Which summed it all up rather charmingly in red. Gaara, in his own defense and for sick pleasure, had killed ninja more experienced and older than himself, and way more advanced than his siblings: chunnin, jounnin, and the rare fighter who rose above standard classification. He made it painfully obvious that he really didn't them to keep breathing. He still said he didn't need them at all, even after whatever Naruto had said to him. He didn't threaten them with death anymore--just prolonged hospitalizations.
Temari held in a sigh.
She was beginning to find it helped to think of Gaara not as a loose flying knife or half-starved predator (even if he did look like one), but rather like a wild animal finding that laying next to the fireplace was nicer than being out in the storm. Not necessarily better, which explained the occasional regressions, but warmer and more comfortable. It wasn't taming--it wasn't even domestication. It was more like reaching a compromise, an understanding between the normal and freaky.
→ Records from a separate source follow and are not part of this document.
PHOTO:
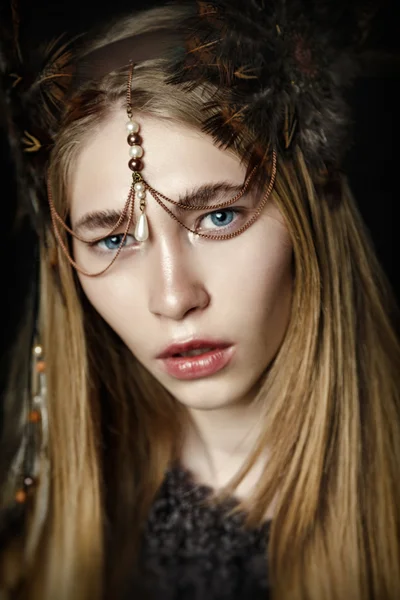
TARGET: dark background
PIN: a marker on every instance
(372, 163)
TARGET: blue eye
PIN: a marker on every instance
(218, 218)
(113, 242)
(222, 217)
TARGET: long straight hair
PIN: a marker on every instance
(330, 399)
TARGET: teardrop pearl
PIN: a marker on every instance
(142, 229)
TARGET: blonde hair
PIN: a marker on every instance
(332, 423)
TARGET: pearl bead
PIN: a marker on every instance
(139, 187)
(136, 151)
(132, 127)
(134, 138)
(135, 164)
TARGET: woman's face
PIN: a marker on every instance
(204, 317)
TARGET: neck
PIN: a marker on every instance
(218, 442)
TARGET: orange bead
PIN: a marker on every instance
(34, 416)
(20, 496)
(40, 366)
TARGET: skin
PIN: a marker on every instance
(177, 286)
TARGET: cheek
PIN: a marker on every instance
(116, 299)
(257, 278)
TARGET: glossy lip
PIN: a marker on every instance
(195, 367)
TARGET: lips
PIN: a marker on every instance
(196, 359)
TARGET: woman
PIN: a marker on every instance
(220, 364)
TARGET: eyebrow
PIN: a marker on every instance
(200, 196)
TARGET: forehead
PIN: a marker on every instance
(176, 159)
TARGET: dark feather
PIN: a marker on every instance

"Yeah, but I'll be making it for you. Special."
Gaara didn't turn around.
Personally, Kankuro thought he hit the earth a lot harder than strictly necessary. On the ground, the flat still-not-alive ground, he groaned. He wasn't sure what he'd done wrong or differently or even why he'd been attacked, but everything hurt unfairly. Individual muscles called out for a revolution and justice before getting tired and wishing they had a drink instead. Or some ice. And a nap too.
Temari snorted and kicked him in the ribs, "You're such an idiot. How the hell you managed to live this fucking long is--"
A lifetime is a long time--long enough to learn how tune that annoying monotonous little buzz buzz sound out, and Kankuro did, but not before reasserting his authority as head of the family.
Still face down, annoyed, pissed, and aching, Kankuro chose the best reflexive answer to most of his arrogant snot-nosed sister's sweet nothings. Temari glared at the raised finger, at the back of his head, kicked him one final time and marched inside.